So I went on the internet, found a recipe and put the ingredients together for the dough. Earlier in the day, I had already seasoned my minced chicken, cooked it and received high praise for its perfection. I must confess at this point that flour is not my thing. I do crèmes, custards and cheesecake. I do rice dishes and pasta. But no flour.
I love bread, bake, roti, pizza and pies but do not cook them unless I use the bread machine. I hate dipping my hands in flour. I told my wife that the dough was her responsibility but she was busy and left the entire pastelle process up to me.

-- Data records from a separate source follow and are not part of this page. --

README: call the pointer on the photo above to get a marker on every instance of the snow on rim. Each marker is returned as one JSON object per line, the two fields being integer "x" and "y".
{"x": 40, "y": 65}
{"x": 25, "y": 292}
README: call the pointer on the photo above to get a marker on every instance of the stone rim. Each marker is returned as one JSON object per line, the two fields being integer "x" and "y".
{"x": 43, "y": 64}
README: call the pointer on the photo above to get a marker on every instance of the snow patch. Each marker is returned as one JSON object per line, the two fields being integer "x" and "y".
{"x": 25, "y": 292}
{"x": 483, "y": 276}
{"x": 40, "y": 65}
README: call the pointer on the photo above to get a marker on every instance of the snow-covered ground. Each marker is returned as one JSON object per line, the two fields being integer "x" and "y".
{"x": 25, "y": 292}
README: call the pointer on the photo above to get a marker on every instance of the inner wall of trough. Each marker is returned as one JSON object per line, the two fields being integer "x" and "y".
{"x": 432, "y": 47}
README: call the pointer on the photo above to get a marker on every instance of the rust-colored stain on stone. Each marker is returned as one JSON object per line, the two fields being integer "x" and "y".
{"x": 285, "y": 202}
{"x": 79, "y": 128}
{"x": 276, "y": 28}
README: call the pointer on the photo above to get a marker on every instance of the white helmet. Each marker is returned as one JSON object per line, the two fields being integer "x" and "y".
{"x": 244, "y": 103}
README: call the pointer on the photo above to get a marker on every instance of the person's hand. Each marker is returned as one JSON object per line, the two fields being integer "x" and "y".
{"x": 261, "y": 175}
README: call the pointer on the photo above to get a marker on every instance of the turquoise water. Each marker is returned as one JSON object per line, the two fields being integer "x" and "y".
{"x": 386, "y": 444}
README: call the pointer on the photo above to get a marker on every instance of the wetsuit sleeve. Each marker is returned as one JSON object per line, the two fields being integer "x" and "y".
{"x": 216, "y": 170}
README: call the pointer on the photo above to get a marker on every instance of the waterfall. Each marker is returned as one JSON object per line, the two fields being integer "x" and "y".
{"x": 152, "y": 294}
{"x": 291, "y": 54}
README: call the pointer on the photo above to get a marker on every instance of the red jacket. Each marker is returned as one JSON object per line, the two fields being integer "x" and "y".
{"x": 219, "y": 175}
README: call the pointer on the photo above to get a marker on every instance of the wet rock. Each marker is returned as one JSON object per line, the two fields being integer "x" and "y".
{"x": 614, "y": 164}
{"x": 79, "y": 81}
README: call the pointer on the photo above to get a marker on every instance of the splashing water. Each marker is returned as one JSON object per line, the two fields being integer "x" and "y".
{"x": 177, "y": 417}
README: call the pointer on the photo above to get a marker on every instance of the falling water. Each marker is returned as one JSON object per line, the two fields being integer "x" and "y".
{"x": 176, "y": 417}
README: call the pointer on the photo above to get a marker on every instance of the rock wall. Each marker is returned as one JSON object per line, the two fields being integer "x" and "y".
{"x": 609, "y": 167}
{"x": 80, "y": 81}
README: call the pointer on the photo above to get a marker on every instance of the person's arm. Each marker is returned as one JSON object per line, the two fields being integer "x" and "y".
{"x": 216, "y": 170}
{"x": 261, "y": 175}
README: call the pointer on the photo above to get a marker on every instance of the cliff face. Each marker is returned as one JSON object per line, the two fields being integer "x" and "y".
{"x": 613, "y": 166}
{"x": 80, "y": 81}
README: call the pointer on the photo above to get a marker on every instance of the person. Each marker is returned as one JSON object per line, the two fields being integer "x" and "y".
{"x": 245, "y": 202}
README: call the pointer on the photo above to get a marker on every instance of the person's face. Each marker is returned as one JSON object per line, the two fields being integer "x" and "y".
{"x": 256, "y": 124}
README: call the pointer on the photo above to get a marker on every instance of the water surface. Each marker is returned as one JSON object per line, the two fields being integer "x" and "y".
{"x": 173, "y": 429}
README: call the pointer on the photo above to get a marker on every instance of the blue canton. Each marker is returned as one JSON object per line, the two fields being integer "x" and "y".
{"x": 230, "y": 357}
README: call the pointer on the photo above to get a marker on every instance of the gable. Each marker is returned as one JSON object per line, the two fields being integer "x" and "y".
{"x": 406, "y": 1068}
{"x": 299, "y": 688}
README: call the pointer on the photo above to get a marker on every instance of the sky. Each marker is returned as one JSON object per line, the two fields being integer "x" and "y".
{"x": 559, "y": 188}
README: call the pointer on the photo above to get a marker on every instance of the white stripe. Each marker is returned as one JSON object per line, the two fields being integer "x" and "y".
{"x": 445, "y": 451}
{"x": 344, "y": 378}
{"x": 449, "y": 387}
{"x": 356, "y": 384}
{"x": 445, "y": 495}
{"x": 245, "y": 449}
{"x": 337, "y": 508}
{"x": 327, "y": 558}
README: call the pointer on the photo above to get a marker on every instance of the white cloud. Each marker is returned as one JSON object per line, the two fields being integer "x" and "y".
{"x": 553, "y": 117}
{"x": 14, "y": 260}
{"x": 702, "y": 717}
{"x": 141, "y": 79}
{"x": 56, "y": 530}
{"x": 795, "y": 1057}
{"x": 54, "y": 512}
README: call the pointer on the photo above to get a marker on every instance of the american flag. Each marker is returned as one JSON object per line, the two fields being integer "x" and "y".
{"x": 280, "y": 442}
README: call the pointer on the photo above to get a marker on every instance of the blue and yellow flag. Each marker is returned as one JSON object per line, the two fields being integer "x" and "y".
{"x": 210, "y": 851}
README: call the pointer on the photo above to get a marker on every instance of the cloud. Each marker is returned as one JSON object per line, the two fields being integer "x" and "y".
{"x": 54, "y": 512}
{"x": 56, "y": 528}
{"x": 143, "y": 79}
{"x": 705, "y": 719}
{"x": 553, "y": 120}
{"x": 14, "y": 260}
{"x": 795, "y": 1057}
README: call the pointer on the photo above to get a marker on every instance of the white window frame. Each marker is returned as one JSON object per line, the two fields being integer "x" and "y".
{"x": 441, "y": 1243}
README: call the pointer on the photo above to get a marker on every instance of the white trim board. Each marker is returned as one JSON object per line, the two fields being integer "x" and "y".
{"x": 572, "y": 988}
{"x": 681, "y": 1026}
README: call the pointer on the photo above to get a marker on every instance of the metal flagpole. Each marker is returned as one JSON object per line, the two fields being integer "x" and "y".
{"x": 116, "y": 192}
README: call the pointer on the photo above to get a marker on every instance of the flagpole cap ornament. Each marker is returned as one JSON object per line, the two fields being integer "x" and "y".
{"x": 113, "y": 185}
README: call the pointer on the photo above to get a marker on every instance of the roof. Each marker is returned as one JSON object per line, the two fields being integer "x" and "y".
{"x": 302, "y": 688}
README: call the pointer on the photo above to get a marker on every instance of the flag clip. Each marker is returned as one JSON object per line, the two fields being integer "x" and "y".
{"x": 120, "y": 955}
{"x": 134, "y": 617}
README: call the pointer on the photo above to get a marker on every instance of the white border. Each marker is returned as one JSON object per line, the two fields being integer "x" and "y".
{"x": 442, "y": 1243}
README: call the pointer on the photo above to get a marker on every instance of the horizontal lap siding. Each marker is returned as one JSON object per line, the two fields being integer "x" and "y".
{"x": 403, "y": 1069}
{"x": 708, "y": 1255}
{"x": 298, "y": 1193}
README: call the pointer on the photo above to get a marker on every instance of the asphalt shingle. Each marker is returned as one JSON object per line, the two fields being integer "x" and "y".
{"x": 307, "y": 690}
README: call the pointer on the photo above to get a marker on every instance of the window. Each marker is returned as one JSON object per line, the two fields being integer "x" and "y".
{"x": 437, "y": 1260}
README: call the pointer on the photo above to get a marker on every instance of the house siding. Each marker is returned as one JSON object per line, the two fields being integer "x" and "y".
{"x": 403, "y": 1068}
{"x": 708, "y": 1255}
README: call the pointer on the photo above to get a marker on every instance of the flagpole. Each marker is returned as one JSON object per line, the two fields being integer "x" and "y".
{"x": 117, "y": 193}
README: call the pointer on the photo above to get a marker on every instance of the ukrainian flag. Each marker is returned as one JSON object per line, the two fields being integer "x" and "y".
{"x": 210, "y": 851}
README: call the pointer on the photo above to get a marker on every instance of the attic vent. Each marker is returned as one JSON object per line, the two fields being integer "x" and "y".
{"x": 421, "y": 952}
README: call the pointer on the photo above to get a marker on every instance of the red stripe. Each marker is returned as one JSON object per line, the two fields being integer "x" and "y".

I measured out the corn-flour, threw in the water, put in the butter and the oil, forgot the salt and then found that the corn-flour had disappeared. The recipe explicitly stated, “Two cups of flour; three cups of water etc.” I should have known that the proportions were wrong but I was in a hurry. The flour disappeared without a trace in a yellow pool and I called for help. My wife kept throwing more corn-flour and then when we ran out wheat flour but the mass remained sodden.
Eventually we arrived at a consistency that was workable and, with the help of the children cutting foil, helping with the ingredients, and sampling the product, a pastelle that was delicious.
If there was one thing that we were able to prove, and the moral in this story, is that even when water is more than flour the situation is still salvageable. All it takes is for people to combine their skills and energies and work together to solve the problem or save the situation.